Again on the theme of Africa, Cutting for Stone is a VERY BIG book, set in Ethiopia during political turmoil under the reign of diminutive but powerful Haile Selassie, Emperor of Ethiopia, Lion of Judah, revered as their god by Rastafarians and commonly known in Kenya at the time, irreverently, but affectionately, as Highly Delighted. 🙂


Emperor Haile Selassie of Ethiopia

However, the emperor plays a minor part in the story. The main character is Marion Stone, one of twin boys born at a mission hospital to a nun and fathered by a doctor. Their mother dies in childbirth, and their father vanishes, leaving the boys to be raised by two Indian doctors. Both boys will grow up to become surgeons. Marion is a serious and studious boy, while his brother Shiva is a blithe hedonist.

Covering twenty-five years, it is a story of love in many forms. Forbidden love; brotherly love; lost love and parental love. It is also a tale of patriotism, treachery of the worst kind, and of redemption.

The author, Abraham Verghese is a doctor born in Ethiopia, who knows his subjects well and writes fluently and gracefully. All his characters are convincing and I soon forgot they were fictional as they drew me into their lives. Telling his story in the first person, Marion’s world is ripped apart as a teenager by a dual act of betrayal by two people he loves, which will have terrible repercussions over the next ten years.

There are numerous passages describing medical treatments and complex surgery, and I admit that I skipped through these and felt that they were often superfluous to the story. However, to anybody in the medical profession I imagine they would make interesting and informative reading.

At 600 pages – I read it on my Kindle so it wasn’t heavy 🙂 – the narrative IS slow and in the beginning I struggled to keep going, but I am so glad that I did because once hooked I found it a riveting read. Marion’s story is punctuated by cruel twists and sickening shocks, with a satisfying ending despite the fact that there is much tragedy along the way. I’m not going to give anything more away, but would recommend this as a work of fiction worthy of all the accolades it has received.

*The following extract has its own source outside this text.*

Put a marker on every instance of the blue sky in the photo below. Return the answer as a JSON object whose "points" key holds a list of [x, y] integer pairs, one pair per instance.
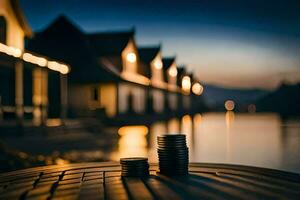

I hesitated between 4 and 5 stars. As a beautifully-written and compelling saga I feel it well deserves 5 stars. On the other I didn’t enjoy the detailed and lengthy medical passages and was tempted to deduct a star because of that. But then again it was simple enough to skip through them without detracting from the narrative, so it’s 5 stars from me.


2 thoughts on “Book review: Cutting for Stone

  1. Welcome back … I hope you enjoyed your visit to the ‘old country’! I really enjoy your book reviews and this one has not let me down – now that I have got a Kindle which I never EVER thought I would and am being egged on by my youngest bookworm daughter to use it I shall give this book a whirl … thank you 🙂

    • Thank you. I did indeed enjoy my visit, especially to rural Lincolnshire which the march of time appears to have by-passed. With all the horrors we hear about life in England, at heart the people, certainly the older generations are unchanged. I met so many old gents up there, capped and muffled against the wind that scythes across those flat fields, walking their dogs who were equally dressed against the cold. So lovely that everybody stopped to chat to a stranger, to be called “My love”, “Darling”, to have gents carry my suitcase up and down stairs, unasked. If only the politicians and political-correctness idiots would hurl themselves from the White Cliffs and let people get on with their lives in the way they used to.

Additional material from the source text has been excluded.